Wednesday, 4 September 2013

The Confessions Of Loyalty...

Brace yourselves folks, this is a gripping post.



Okay I lied it's not really that gripping and I give you permission to leave now if you don't think you can face the commitment of reading this post. It's going to be a small(ish) rant/discussion and I deeply value your opinion on this topic so if you have something to say on the matter I would appreciate hearing it! I have been contemplating writing this post for a while but I just couldn't put it off any more

Definition: Loyal
Adjective
Giving or showing firm and constant support or allegiance to a person or institution: "he remained loyal to the government".
Synonyms
faithful - staunch - true - devoted - trusty - constant

Loyalty to me is a big deal. I like to think I'm a loyal person to be friends with. I always prioritise my friendships and I like to think my friends do the same. However after a while, especially over summer, I have began to find it increasingly difficult to let certain issues of disloyalty go within friendships.
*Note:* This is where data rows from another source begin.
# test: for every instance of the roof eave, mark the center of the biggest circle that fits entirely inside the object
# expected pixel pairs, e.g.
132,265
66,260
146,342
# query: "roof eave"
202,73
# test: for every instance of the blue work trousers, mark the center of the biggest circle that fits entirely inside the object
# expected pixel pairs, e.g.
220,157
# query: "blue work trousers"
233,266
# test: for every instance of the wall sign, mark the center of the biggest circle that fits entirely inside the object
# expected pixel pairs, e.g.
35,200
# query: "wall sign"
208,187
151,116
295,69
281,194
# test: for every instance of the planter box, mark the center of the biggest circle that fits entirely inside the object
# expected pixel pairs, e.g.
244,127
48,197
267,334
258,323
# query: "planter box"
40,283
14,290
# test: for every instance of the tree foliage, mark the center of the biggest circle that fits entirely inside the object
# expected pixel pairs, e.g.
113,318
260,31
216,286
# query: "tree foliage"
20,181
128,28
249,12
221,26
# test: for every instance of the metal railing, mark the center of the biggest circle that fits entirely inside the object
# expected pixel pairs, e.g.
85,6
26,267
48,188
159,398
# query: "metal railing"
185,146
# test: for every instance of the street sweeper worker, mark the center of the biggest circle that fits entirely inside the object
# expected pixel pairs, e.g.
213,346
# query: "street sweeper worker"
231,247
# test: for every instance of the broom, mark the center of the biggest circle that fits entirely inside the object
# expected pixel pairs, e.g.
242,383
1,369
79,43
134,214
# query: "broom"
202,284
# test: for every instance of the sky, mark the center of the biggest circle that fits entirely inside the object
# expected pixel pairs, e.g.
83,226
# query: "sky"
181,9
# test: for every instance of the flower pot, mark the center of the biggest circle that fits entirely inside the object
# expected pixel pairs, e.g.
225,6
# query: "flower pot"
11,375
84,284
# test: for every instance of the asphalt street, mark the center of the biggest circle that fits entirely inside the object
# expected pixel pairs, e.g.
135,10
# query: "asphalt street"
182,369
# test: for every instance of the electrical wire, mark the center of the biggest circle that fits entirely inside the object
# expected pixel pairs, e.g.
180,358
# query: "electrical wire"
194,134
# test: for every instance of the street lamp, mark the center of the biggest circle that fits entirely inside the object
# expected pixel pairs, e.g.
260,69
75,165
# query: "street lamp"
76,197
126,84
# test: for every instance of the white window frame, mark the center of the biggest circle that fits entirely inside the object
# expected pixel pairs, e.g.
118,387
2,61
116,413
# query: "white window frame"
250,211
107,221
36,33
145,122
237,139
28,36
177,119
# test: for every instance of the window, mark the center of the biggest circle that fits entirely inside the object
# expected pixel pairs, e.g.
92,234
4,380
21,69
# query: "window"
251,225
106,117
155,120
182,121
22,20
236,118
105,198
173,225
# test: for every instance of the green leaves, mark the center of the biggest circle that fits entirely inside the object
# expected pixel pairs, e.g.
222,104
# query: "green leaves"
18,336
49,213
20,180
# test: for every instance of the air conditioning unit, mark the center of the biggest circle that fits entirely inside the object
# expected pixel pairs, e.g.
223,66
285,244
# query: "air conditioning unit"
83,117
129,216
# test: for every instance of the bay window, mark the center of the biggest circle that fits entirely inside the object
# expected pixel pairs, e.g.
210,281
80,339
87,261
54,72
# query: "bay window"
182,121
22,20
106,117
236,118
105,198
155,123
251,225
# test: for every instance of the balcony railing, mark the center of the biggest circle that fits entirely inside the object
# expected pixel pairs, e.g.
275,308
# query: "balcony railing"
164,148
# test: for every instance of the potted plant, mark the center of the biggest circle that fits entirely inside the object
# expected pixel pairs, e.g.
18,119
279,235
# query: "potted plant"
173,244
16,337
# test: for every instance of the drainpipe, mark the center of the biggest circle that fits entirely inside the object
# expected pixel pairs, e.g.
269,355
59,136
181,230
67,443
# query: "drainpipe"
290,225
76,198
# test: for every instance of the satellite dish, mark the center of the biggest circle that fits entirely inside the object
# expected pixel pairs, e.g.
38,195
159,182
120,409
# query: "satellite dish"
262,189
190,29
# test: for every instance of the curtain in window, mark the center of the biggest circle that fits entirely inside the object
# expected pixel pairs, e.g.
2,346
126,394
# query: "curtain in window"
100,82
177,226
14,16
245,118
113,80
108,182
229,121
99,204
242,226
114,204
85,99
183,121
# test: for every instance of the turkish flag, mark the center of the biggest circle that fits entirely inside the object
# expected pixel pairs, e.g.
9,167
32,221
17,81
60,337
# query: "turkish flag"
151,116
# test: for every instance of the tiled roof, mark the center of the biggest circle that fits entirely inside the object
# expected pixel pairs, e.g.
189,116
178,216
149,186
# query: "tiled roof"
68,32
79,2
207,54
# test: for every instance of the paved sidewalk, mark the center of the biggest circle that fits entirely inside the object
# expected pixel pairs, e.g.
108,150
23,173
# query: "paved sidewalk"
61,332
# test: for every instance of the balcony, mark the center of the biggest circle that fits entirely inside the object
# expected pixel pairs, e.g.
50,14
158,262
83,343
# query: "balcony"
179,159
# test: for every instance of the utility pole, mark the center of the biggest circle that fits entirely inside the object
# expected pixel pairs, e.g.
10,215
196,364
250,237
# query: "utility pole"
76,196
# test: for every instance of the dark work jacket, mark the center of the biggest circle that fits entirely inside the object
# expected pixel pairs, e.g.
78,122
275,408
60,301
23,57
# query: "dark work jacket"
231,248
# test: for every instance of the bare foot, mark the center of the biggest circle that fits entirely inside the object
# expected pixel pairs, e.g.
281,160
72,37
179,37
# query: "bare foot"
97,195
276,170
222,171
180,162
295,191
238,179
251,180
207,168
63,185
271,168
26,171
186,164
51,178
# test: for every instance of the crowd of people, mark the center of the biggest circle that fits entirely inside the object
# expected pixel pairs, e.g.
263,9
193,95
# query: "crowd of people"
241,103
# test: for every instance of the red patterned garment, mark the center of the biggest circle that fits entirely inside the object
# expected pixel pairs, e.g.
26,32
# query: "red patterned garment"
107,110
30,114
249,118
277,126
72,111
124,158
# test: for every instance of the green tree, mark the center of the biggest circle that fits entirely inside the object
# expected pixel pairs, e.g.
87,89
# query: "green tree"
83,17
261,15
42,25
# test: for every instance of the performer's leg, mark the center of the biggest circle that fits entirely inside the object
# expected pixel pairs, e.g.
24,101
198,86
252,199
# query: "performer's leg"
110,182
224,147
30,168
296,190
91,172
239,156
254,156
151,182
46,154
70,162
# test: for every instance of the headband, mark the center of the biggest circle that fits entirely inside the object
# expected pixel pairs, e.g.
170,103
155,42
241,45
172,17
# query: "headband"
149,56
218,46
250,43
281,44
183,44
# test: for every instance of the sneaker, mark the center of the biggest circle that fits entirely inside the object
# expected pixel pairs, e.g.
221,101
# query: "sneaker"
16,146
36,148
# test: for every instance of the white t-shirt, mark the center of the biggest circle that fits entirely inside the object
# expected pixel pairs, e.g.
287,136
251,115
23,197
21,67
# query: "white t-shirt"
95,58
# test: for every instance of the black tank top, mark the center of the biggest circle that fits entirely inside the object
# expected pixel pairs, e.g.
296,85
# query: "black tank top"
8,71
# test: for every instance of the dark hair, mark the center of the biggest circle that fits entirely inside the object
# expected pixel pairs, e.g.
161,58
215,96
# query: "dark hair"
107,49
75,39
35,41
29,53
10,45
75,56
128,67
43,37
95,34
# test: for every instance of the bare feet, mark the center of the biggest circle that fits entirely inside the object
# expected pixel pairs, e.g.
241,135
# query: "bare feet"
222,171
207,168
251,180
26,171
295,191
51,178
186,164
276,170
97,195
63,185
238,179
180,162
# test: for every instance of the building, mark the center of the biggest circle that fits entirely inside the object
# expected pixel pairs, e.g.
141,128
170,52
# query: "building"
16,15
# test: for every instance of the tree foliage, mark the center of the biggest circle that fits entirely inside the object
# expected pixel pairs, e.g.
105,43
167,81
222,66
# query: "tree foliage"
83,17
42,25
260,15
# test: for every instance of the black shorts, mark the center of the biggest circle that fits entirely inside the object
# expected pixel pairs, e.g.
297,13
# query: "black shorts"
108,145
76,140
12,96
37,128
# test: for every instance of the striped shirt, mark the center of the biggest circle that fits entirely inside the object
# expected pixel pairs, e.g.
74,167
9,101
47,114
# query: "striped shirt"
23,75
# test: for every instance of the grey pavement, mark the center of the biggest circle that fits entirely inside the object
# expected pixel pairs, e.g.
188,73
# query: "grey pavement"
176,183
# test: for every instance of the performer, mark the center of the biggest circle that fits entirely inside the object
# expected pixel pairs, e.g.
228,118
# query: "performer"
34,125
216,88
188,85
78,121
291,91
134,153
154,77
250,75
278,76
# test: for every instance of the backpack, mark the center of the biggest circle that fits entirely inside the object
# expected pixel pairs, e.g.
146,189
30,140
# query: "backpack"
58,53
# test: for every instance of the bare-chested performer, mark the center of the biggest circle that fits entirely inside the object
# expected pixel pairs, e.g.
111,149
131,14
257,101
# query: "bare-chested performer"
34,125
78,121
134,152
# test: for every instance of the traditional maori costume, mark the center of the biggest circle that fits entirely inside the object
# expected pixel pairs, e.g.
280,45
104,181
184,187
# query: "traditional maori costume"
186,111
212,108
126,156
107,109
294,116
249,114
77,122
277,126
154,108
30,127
I often find myself feeling disappointed in friends due to there lack of commitment and effort with maintaining our friendship. Admittedly I have been busier then planned over summer so I haven't been around as much however that doesn't mean I haven't been able to get in contact with on the other end of a phone. 

I also admit that I am stubborn and if something or someone offends me, I find it hard to let go. Unfortunately I could hold a grudge until the day I die. This is when I begin to question myself on whether I'm just being too harsh. For example, if a friend makes no effort with me over a certain period of months I begin to feel irritated at their lack of care. I therefore shut off communication with them and are less likely to want to socialise with them in the future. Now I don't mean after not speaking to them for 2 months that that's the end. No it's more of a gradual long length of time. I then find it confusing that said friends can't seem to grasp why I am so annoyed/let down by them when they eventually do turn around. On my part I really should reach out and tell them why but I get so caught up in my own grudge I can't let myself do so.


Another case scenario is going out with friends in a nightclub. Even though I'm having fun I always have in the back of my head the dangers of clubbing and therefore feel slightly more protective over myself and my friends when I go out. If one friend insists on going off by themselves to the toilet or the bar I try not to let it happen as I worry. I only hope that my friends would feel the same about me. It then disappoints me if a friend goes off  for the night as not only do I feel it's irresponsible on their own safety but also careless on the safety of their friends that they leave behind. If this act is repeated over a series of time I begin to less likely want to go out with them again. It's a viscous cycle. 

I often tell myself to be the bigger person and to let it go. To get on with life and forget about it. However a little nagging feeling side (known as stubbornness) tells me to not be such a fool and stick to what I believe in. Am I being too harsh in thinking of friends being disloyal if they make less or no effort? If they act careless over our friendship? I want to hear your opinion on the matter if you have ever felt as though someone in your life has been disloyal?